HBase physical model is often implemented as a type of multiple level tree-map. This type of implementation is difficult to answer aggregate queries. We often need to write programs to answer aggregation queries in HBase. Choose a query from Part2 (complexity factors still apply), write an algorithm to answer the query. If m represents a map (implementation of a HTable), the possible interface functions of a map used in answering the queries are:

keys() returns all (row) keys of the HTable.
get(k) returns the values for all the column families of the key k.
get(k.cf) returns the values for the specific column family cf of the key k
get(k.cf.a) returns the value(s) for the attribute a in the specific column family cf for the key k.

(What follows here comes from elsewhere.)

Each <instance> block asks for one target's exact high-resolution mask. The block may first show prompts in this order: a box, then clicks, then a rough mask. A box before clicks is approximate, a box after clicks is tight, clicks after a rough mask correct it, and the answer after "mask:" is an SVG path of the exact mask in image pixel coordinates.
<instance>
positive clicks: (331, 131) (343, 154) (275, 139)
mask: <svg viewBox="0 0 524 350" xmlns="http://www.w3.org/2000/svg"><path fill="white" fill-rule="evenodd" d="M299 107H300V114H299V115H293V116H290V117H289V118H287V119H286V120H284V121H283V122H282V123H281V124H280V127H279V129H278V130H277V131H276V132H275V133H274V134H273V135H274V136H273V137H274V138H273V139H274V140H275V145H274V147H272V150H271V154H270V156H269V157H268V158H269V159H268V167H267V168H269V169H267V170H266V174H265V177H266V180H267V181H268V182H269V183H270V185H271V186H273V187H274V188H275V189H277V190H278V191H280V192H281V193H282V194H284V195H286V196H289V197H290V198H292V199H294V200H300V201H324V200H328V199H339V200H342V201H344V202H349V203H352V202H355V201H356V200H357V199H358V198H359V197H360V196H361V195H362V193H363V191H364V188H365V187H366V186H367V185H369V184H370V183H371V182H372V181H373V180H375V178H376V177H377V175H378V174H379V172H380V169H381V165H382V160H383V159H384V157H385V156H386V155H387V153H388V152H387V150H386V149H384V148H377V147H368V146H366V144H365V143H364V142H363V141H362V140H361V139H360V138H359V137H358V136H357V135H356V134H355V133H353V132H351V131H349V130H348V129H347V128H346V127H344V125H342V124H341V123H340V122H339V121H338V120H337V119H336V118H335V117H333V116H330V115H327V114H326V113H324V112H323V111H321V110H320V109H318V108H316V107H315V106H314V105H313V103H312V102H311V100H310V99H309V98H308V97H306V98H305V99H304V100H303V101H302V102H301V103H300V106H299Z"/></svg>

You can use these interfaces in your algorithm if necessary.

[Optional, 3 bonus marks]

If you install Hadoop and implement Part2 algorithms, you get a maximal of 3 bonus marks depending correctness. To get the bonus marks, you paste your code in the report, and you come to Jixue(Jerry) Liu’s office to demonstrate your work. Externals can organize demonstration in the virtual room by appointment.

Marking Criteria

Marks are awarded based on

The correctness of the code and whether it works for its aim,
The quality of the description and whether nodes, racks, blocks, variables etc are referenced specifically when necessary,
the logics and concepts are clear and correct,
the writing as a whole is correct.

Plagiarism

If your solution, or part of it, is not written by you (your idea and your own typing), you commit plagiarism. The investigation will involve an oral or written test. If you commit plagiarism, you will be penalised and a record will be kept in your file.

Extensions

Extensions for assignments are available under the following conditions

permanent or temporary disability, or
compassionate grounds

In all cases, documentary evidence (e.g. valid medical certificate, road accident report, obituary) must be presented to the Course Coordinator. A medical certificate produced on or after the due date will not be accepted unless you are hospitalized.

If you apply for extension within 24 hours before the deadline, you must see the course coordinator in person unless you are in an emergency situation like being admitted in a hospital.

Late Penalties

Unless you have an extension, late submission will incur a penalty of 30% deduction per day (or part of it) of lateness.